Retratos Falantes, Parte 1

Críticas   |       |    17 de março de 2008    |    0 comentários

De gente mala e de alcoólatras o teatro está cheio…

De algum tempo para cá, a temporada paulistana recebeu uma dose de Tapa acima da média. Não que as coisas estejam mais agressivas ou que o teatro tenha embarcado numa modinha mais radical de teatro físico, mas o Grupo Tapa parece estar a todo vapor. Eles participaram do I Festival Ibero-Americano de Teatro de São Paulo com seu espetáculo A Mandrágora, reestrearam o espetáculo Camaradagem, estão em cartaz com A Moratória no SESC Consolação e, não contentes, também estão no SESC Vila Mariana com o projeto Retratos Falantes. Bom, muitas apresentações é o mínimo que se espera de um dos grupos com maior verba do programa municipal de fomento ao teatro, num é mesmo, minha gente?

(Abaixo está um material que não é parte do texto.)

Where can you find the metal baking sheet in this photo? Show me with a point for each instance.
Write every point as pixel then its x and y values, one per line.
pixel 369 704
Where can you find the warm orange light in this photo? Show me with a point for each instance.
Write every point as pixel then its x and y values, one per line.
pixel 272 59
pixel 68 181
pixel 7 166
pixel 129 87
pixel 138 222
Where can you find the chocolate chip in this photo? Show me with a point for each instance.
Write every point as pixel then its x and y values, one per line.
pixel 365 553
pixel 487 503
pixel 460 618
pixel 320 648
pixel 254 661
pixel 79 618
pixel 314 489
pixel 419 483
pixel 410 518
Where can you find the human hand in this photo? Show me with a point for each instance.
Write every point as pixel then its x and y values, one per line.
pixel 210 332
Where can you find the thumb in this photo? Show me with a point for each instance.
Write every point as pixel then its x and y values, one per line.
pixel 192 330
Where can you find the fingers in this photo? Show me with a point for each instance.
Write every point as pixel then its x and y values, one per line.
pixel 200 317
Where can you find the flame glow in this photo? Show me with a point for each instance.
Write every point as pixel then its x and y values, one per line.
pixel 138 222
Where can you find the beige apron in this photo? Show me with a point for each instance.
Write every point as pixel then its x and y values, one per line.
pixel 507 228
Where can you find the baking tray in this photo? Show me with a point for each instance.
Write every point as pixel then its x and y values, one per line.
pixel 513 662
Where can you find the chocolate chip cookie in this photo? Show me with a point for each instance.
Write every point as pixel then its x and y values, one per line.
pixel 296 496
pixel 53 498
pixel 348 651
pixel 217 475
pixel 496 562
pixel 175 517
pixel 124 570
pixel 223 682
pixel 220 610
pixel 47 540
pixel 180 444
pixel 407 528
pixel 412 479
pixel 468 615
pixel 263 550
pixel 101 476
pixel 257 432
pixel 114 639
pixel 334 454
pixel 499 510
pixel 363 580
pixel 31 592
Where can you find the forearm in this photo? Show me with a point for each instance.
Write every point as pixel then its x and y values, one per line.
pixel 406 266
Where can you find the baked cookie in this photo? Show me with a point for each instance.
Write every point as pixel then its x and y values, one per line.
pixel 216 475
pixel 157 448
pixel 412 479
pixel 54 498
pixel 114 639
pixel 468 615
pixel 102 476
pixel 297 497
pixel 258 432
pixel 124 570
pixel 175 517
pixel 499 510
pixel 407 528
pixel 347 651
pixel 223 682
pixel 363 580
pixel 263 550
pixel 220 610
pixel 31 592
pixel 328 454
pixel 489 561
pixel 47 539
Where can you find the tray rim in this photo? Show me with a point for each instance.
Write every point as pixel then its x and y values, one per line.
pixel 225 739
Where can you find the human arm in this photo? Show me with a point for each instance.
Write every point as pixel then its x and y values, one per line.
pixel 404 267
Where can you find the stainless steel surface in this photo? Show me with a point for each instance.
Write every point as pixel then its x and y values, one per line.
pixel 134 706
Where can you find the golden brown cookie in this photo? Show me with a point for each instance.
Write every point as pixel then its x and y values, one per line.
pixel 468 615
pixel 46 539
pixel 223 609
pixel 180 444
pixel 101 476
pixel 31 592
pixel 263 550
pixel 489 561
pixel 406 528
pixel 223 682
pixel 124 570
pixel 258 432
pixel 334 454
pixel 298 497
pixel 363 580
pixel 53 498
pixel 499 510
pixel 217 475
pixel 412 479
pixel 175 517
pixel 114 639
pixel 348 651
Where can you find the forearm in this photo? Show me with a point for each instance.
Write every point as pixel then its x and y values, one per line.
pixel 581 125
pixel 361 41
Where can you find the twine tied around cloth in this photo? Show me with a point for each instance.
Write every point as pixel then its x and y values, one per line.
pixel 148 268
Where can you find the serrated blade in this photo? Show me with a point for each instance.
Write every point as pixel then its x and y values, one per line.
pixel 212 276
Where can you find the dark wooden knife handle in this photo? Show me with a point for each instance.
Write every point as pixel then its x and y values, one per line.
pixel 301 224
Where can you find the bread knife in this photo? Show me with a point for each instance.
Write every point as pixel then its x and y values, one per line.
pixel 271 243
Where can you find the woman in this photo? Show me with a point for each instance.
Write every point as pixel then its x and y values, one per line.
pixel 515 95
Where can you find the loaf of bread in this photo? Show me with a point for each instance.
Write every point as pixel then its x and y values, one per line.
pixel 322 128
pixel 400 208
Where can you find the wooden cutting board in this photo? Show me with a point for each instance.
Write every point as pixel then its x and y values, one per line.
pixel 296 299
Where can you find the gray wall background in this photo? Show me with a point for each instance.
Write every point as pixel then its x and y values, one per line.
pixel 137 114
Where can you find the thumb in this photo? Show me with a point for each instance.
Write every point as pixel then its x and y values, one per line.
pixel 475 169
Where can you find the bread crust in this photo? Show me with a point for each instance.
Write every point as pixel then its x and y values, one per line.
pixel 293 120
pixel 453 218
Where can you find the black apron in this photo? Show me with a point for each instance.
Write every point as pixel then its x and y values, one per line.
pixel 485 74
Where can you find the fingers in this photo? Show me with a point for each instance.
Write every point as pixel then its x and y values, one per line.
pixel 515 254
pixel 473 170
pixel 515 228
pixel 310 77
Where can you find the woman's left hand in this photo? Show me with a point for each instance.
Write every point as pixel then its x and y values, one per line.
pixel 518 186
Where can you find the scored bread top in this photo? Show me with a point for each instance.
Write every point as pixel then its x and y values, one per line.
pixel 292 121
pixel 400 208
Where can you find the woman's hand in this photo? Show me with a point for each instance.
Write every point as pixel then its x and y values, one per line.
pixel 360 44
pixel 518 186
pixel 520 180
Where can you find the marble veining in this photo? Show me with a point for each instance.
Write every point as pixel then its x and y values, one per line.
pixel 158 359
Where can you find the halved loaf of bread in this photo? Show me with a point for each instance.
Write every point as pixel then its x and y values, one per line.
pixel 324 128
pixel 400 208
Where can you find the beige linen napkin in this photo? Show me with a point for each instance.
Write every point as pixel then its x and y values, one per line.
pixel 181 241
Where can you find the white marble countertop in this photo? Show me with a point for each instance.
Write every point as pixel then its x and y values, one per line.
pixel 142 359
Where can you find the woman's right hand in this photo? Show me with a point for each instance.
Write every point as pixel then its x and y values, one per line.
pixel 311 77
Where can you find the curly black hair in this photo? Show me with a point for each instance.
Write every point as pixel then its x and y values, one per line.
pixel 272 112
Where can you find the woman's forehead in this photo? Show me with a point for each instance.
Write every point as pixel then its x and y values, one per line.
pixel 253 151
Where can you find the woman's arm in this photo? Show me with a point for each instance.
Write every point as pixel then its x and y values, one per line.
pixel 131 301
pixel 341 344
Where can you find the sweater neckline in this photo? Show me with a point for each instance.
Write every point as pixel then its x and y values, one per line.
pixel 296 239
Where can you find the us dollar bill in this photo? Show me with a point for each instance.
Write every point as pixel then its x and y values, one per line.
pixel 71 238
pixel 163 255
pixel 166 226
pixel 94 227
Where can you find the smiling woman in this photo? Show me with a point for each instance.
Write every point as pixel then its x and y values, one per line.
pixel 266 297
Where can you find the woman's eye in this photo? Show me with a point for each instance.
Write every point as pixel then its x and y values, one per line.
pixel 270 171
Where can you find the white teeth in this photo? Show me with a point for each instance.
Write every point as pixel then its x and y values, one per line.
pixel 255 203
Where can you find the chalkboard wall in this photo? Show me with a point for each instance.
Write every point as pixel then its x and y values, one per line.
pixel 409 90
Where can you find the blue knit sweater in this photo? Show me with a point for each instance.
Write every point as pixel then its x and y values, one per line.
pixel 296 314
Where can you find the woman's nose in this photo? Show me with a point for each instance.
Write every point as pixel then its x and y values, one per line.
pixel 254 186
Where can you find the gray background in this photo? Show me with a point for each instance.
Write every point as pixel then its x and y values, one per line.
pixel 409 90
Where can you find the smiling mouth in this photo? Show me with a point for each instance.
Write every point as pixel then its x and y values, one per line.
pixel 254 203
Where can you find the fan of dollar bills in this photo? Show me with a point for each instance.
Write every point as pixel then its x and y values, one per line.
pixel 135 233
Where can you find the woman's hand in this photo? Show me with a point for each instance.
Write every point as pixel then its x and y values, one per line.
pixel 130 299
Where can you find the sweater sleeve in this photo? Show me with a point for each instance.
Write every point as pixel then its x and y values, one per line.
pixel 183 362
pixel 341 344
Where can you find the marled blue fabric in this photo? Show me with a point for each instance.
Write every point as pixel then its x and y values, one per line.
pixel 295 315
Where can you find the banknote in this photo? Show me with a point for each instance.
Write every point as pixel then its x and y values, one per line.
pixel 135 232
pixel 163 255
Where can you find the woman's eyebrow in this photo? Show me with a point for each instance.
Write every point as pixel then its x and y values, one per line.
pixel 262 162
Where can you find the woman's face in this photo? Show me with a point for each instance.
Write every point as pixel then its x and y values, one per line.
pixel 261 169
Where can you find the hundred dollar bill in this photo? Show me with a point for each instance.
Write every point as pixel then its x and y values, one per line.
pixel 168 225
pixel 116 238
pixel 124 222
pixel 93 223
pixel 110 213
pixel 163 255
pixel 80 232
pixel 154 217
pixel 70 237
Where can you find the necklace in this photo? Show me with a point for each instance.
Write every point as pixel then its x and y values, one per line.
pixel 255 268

Dividido em duas partes, o projeto Retratos Falantes é composto por quatro monólogos do dramaturgo inglês Alan Bennet, escritos originalmente para a BBC – na verdade, parece que eram seis no total, e o Tapa escolheu quatro, mas como isso é informação do programa (e geralmente programas compõem uma bibliografia bastante questionável), eu não ouso afirmar. Nesta primeira parte, um monólogo interpretado por Chris Couto (sim, aquela que saiu da MTV pra ir pro Vídeo Show), e outro interpretado por Clara Carvalho (que também assina a tradução da bagaça). A segunda parte trará no elenco Brian Penido Ross e ela, Odete Roit… digo… Beatriz Segall.

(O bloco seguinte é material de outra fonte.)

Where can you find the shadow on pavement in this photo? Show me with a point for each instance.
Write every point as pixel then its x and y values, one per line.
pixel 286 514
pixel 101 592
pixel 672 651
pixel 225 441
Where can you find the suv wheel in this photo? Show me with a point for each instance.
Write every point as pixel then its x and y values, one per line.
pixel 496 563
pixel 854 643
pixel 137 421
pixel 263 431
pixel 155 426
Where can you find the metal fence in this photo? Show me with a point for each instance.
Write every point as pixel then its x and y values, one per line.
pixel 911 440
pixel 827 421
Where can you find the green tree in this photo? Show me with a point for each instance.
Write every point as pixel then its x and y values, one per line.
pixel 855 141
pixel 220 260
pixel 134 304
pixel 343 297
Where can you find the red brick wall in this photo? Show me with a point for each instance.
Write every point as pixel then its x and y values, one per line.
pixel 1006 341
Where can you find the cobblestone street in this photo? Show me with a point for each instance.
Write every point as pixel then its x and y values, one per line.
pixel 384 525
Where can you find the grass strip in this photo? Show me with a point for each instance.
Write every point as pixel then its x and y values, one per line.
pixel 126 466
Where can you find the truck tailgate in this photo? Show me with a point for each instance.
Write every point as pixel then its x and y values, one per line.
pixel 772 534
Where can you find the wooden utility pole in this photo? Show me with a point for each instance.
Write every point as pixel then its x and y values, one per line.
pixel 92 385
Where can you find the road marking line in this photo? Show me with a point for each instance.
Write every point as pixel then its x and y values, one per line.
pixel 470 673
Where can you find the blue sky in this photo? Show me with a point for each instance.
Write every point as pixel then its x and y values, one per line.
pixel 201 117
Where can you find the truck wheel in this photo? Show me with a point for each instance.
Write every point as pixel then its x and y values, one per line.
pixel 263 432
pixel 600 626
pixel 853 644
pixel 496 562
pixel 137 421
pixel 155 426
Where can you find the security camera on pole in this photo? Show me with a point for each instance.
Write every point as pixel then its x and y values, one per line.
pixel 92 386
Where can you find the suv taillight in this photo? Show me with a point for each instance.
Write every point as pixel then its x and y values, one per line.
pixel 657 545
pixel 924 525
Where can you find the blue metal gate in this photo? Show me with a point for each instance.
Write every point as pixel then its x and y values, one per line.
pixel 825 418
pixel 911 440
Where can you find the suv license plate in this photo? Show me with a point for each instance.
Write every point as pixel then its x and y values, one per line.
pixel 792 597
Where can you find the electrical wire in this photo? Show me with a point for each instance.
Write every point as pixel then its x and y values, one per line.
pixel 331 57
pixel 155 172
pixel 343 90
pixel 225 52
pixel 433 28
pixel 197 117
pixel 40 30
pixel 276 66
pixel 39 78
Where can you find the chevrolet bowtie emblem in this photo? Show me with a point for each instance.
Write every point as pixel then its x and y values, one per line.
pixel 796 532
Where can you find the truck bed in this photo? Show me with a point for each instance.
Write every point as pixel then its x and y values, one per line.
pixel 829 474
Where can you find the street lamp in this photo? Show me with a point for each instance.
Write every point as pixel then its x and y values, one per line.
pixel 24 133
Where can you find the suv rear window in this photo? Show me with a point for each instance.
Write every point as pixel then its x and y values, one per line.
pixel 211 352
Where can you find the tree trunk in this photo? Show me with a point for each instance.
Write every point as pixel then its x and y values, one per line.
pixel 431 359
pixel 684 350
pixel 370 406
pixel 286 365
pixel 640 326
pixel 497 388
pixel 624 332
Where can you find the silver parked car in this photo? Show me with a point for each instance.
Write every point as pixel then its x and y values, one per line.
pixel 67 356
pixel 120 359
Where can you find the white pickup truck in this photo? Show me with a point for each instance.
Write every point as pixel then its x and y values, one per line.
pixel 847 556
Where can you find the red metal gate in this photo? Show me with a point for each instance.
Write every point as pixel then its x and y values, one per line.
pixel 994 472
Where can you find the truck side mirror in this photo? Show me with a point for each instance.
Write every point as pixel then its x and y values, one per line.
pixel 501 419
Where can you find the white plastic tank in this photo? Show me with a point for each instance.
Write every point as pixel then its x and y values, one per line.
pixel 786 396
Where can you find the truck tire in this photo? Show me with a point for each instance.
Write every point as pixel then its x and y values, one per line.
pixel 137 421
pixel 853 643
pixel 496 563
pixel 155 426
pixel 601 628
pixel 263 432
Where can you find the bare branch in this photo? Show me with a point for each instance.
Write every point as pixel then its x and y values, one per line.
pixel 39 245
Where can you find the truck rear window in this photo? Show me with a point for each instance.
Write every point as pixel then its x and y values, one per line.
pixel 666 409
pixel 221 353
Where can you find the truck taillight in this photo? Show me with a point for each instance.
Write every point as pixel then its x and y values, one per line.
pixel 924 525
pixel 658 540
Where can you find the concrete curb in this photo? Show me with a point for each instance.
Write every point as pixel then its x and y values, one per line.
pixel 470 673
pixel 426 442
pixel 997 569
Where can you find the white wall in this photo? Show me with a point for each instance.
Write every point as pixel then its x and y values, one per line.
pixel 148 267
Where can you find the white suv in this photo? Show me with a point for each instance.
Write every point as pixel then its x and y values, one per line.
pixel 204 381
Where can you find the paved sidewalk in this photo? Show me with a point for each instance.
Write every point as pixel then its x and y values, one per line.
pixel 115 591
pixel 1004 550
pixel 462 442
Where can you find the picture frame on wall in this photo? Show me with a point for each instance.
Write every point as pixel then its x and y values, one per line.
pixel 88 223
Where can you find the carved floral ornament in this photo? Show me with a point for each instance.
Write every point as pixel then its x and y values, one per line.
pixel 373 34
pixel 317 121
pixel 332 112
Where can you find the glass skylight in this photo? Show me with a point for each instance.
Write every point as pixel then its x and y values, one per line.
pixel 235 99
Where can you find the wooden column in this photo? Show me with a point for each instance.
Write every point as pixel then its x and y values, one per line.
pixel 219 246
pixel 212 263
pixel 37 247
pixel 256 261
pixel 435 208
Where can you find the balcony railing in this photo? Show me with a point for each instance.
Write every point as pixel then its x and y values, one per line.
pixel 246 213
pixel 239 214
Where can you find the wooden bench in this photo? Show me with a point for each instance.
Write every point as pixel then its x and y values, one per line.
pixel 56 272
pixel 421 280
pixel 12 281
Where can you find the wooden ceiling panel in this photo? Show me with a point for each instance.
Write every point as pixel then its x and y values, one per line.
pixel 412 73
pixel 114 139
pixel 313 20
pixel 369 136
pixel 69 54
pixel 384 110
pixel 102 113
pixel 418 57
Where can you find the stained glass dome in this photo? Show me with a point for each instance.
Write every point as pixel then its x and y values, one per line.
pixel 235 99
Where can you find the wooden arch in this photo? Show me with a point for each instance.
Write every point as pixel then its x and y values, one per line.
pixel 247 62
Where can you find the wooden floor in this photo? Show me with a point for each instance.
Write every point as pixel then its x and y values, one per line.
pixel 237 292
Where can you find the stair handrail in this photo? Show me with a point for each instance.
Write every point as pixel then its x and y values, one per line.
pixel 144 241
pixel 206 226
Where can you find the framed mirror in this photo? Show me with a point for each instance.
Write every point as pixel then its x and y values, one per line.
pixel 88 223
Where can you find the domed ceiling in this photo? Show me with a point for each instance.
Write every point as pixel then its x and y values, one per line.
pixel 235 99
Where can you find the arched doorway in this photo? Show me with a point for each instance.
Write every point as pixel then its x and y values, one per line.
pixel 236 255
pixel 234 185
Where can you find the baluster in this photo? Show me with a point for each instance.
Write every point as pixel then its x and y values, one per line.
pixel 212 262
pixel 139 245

Nenhum título poderia ser mais sincero do que Retratos Falantes. Encarar um monólogo como um retrato (invariavelmente posado) de um personagem é estar consciente de que o próprio não se mostrará da maneira como ele é, mas como ele quer ser visto quando se apresenta – o que resolve um bocado a questão essencial que Valmir Júnior e Daniele Ávila já levantaram por aqui, sobre o fato dos monólogos sempre tornarem os personagens meio loucos: ou conversam com quem não existe, ou com o espelho.

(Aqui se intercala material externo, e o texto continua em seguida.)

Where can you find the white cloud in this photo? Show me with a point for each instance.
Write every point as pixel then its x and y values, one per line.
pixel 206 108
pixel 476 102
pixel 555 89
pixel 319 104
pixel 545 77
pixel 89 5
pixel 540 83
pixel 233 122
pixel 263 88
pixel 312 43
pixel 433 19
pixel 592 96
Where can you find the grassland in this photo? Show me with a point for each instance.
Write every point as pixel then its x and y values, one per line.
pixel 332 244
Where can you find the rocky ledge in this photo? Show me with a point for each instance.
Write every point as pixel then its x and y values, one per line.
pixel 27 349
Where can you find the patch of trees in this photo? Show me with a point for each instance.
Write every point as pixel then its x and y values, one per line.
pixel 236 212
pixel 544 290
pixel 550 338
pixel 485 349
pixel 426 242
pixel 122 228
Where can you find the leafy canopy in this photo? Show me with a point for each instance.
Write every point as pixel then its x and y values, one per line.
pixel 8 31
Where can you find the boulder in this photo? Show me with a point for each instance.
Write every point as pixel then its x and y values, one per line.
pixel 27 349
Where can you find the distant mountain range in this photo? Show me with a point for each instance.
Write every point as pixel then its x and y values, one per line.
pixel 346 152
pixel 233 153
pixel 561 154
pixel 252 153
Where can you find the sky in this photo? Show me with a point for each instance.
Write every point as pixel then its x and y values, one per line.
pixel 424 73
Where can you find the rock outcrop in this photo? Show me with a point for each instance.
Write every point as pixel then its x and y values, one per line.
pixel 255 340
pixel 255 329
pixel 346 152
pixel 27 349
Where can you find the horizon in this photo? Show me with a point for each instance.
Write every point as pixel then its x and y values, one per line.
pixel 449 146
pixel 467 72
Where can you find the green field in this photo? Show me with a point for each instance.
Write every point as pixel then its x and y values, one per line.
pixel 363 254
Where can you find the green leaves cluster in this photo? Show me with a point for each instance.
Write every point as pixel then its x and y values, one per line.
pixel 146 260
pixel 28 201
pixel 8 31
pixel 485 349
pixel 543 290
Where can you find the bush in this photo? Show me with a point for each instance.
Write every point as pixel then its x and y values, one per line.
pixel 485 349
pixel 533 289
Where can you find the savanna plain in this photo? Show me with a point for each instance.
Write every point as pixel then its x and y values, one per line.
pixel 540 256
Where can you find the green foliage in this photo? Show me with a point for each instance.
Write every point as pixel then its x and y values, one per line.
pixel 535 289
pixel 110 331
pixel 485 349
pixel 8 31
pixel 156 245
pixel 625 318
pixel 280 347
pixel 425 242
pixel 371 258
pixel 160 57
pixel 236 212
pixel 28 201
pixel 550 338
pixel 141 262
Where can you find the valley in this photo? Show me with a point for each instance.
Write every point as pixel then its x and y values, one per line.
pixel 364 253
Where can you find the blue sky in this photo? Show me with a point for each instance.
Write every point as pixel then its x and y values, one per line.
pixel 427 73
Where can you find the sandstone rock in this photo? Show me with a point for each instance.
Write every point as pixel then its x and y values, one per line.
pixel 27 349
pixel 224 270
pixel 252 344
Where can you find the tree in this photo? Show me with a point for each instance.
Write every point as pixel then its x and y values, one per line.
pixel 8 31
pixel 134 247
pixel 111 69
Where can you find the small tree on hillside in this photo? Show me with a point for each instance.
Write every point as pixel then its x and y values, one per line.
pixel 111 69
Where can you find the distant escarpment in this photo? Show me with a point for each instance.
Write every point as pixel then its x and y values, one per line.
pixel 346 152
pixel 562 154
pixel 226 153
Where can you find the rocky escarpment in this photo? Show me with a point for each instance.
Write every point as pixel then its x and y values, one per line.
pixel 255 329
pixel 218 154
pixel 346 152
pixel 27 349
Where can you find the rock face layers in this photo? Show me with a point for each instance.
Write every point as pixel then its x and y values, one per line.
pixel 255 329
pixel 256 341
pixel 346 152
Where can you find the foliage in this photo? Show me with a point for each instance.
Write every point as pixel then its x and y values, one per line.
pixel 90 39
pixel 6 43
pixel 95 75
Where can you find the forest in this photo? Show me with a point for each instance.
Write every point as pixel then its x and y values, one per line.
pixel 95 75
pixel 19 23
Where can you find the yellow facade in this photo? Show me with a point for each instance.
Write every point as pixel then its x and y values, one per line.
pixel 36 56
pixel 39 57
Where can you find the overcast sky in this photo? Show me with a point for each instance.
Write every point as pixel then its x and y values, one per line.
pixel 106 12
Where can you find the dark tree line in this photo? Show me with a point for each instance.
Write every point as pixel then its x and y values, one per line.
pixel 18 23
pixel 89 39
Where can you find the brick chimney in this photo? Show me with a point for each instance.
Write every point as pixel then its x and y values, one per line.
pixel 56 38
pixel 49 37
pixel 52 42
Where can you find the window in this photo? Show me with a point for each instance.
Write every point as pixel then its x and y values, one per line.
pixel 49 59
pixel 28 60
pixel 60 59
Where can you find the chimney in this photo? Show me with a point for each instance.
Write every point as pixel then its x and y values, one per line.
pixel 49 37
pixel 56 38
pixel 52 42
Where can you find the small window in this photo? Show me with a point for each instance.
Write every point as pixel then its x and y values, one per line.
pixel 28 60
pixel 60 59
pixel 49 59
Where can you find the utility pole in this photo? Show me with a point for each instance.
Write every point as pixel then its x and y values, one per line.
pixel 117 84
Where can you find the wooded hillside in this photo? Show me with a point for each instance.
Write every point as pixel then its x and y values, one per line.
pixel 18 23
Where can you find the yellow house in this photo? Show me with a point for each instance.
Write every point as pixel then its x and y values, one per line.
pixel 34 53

Chris Couto interpreta Leslie, uma atriz que, na busca por um papel que a consagre, acaba no desespero para aceitar qualquer proposta (alguém aí conhece uma pessoa assim?). Nesta afobação, mostra-se uma atriz despreparada, devoradora de auto-ajuda e, acima de tudo, mala. E bota mala nisso. E que fique claro que estou falando da personagem, e não da Chris.

No segundo monólogo, Clara retrata (há! sacou?) a mulher de um reverendo da Igreja Anglicana que, apesar de se chamar Susan, por muitas pessoas ela era tratada apenas como “a mulher de um reverendo anglicano”. Acontece que seus pensamentos e suas atitudes não condizem exatamente com o que sua comunidade espera de seu papel – questiona a existência de deus, não tem o menor jeito com pequenas coisas do dia-a-dia, é alcoólatra e descobre sua salvação entre suas idas ao mercadinho indiano para comprar mais bebida.

Além de retratar duas personagens forçadas a encarar a vida esquizofrênica de personagens que elas não são, anulando-se para atender à expectativa das outras pessoas, também vemos retratadas duas atrizes: uma lutando contra o nervosismo para “fazer direito”, estabelecendo em cena uma linguagem que lembra a da stand-up comedy para fazer rir; enquanto a outra, sem cerimônias (há! sacou?) e da forma mais “stanislavskiana” possível (com direito até a elementos de cenário!), tira gargalhadas da platéia até mesmo nos momentos mais dramáticos de seu texto. Neste contexto, ganha muito mais força a crítica às hipocrisias da sociedade protestante do que a divertida sátira à realidade do “mercado de trabalho” da turminha da classe artística.